2. Appellants also enumerate as error the grant of summary judgment against them with regard to their claim based upon an allegedly negligent survey of their land. The survey in question was performed in 1971, and appellee contends that appellants' claim for damages arising from the survey is barred by the eight-year statute of limitation of OCGA 9-3-51 (a). Appellants do not dispute that OCGA 9-3-51 (a) applies, but their position is that the statute was tolled by fraud pursuant to OCGA 9-3-96.
With regard to the issue of fraud, appellant Mrs. Forsyth swore by affidavit that neither she nor her husband had any knowledge that the survey was erroneous until after July 31, 1981. However, that averment is contradicted by her sworn deposition, wherein she stated that she knew the survey was inaccurate when it was being done, and that she so informed the surveyor at the time. Appellant Mr. Forsyth testified in his deposition that he had repeatedly called the surveyor to complain of the erroneous survey from 1971 until the second house was built.

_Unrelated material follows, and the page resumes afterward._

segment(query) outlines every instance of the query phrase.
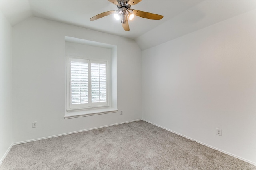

Although the inconsistency of appellants' evidence is readily apparent, there is nothing in the record to indicate that the contradiction was intentionally or deliberately made in order to mislead the court and elude summary judgment. Accordingly, we will construe appellants' evidence most strongly in their favor, as they are respondents to the motion for summary judgment. King v. Brasington, 252 Ga. 109, 111 (312 SE2d 111) (1984). See also Aiken v. Drexler Shower Door Co., 155 Ga. App. 436, 437 (270 SE2d 831) (1980); Keheley v. Benham, 155 Ga. App. 59 (270 SE2d 285) (1980). Nevertheless, even assuming that appellants had no knowledge of the alleged inaccuracy of the survey until 1981, we find no evidence to raise a genuine issue of material fact with regard to fraud which would toll the statute of limitation. " ' "[I]t is well to remember that the fraud in question is not that which gives, but that which conceals a cause of action." ' [Cit.] ' "To constitute concealment of a cause of action so as to prevent the running of limitations, some trick or artifice must be employed to prevent inquiry or elude investigation, or to mislead and hinder the party who has the cause of action from obtaining information, and the acts relied on must be of an affirmative character and fraudulent." ' [Cit.]" Kerce v. Bent Tree Corp., 166 Ga. App. 728, 729 (305 SE2d 462) (1983). The record before us contains no evidence that any of appellee's agents took any action whatsoever to hinder appellants from obtaining information about the survey, or that any trick or artifice was employed to prevent inquiry or elude investigation. The surveyor's alleged statements to appellants that the survey was correct constituted mere statements of opinion. "Such expressions of opinion (as opposed to obfuscating facts) are not sufficient to establish the fraud required to toll the statute of limitation pursuant to [OCGA 9-3-96]. [Cits.]" Riddle v. Driebe, 153 Ga. App. 276, 281 (265 SE2d 92) (1980). The trial court properly ruled that the statute of limitation was not tolled, and that appellants' claim based upon the allegedly negligent survey was time-barred.
Milton Jones, Edwin F. Hunt, for appellee.
Lovick P. Anthony, Jr., for appellants.
DECIDED DECEMBER 3, 1985 -- REHEARING DENIED DECEMBER 18, 1985 -- CERT. APPLIED FOR.